An online jeweler sent out an email to a list of friends and customers about her latest line of earrings. She sold 25 pairs within a day. Her web site then soared to the top of the Google results list when visitors searched on relevant terms. Why? Due to the increased traffic to the jeweler’s site, Google’s algorithm assigned greater relevancy to the site for related searches and presented it as a top resource to check out when searching on “silver earrings,” for example.
This real-time, instant processing of information is a critical component of high-performance analytics to make sense of big data. Complex event processing filters through vast amounts of data in real-time to identify data relevance and pair datasets together for analysis. There’s a component that is needed here that cannot be overlooked, however – that analytical models must be refreshed constantly to keep up with the changing data. So, analytics actually refreshes the model upon each search and query to align with current information and produce deadly accurate – and fast! – results. Without continual maintenance (and improvement) of models, they’ll become stale and irrelevant.
Consider an example from a Text Analytics World keynote on text analytics and mining big data by Usama Fayyard, Chairman & CTO of ChoozOn, Former Chief Data Officer, Yahoo!. One of the largest online destinations in the world, Yahoo! dealt with more than 25 terabytes of data each day. Fayyard’s challenge was to make sense of this data to surface relevant advertisements to each visitor based on their online behavior. Data comprised events like, what sites they visited, what kinds of news they scanned and what key words they used in emails that lend themselves to their personalities. All told, a Yahoo user “DNA string” of behaviors captured about them contained 2500 categories. So the first step Fayyard took was to reduce those categories to a manageable 300. (With high-performing analytics tools available now, that is not even necessary.)

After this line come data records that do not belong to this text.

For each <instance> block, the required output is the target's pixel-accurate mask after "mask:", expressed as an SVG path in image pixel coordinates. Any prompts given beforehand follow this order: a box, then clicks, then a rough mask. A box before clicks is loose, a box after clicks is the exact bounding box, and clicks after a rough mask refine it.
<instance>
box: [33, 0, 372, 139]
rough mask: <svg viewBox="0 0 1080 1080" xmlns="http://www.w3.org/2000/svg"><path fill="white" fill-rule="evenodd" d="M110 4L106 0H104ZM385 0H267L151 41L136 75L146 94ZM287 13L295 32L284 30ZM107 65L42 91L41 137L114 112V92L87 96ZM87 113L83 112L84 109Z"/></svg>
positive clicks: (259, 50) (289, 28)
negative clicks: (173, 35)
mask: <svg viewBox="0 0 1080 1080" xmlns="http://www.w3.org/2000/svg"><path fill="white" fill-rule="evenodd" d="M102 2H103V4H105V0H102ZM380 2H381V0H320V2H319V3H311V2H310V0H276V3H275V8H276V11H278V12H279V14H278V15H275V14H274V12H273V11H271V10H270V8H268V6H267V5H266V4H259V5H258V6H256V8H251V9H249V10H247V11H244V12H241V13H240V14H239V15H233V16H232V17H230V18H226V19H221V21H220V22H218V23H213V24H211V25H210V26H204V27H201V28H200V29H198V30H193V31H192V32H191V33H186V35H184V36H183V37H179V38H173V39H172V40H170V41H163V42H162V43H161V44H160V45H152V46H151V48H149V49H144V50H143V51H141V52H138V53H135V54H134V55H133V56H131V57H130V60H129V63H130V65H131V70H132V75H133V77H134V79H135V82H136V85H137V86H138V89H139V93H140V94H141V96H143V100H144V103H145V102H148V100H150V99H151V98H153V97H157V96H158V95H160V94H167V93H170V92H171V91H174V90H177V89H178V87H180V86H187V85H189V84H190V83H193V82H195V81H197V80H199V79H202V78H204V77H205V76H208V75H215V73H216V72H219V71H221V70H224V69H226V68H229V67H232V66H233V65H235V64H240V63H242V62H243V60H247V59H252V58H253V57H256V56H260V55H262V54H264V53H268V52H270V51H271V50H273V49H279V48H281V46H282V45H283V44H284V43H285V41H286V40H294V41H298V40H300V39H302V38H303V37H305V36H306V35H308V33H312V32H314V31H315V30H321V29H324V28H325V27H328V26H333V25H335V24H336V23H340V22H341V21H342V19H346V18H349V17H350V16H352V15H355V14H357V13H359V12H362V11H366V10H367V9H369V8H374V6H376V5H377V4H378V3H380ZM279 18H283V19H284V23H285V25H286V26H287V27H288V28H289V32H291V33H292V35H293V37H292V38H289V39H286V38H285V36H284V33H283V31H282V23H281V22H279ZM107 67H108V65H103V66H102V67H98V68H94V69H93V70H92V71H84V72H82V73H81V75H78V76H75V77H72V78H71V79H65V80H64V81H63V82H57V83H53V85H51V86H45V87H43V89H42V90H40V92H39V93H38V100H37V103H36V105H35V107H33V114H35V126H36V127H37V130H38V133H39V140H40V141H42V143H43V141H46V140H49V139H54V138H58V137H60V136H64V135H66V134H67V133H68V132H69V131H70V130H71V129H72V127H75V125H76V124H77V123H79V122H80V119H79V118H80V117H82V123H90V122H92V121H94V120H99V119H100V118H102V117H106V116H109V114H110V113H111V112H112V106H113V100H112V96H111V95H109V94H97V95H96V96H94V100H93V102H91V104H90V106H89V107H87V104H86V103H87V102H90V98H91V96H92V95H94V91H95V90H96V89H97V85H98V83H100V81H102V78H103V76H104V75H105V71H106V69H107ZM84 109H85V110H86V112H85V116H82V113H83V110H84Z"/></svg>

He then analyzed predictive patterns, built models, scored each user and came up with a list of targeted users who would be interested in certain types of ads. In this case, targeted visitors were determined to be in the midst of shopping for cars. So, automobile ads ran on every page those users accessed.
Fayyard emphasized the need to maintain models, saying “it becomes a huge factory” of refreshing them so they remain current and effective. As a result of this targeted approach, Yahoo! revenue increased from 20 million to 500 million. Now that’s refreshing.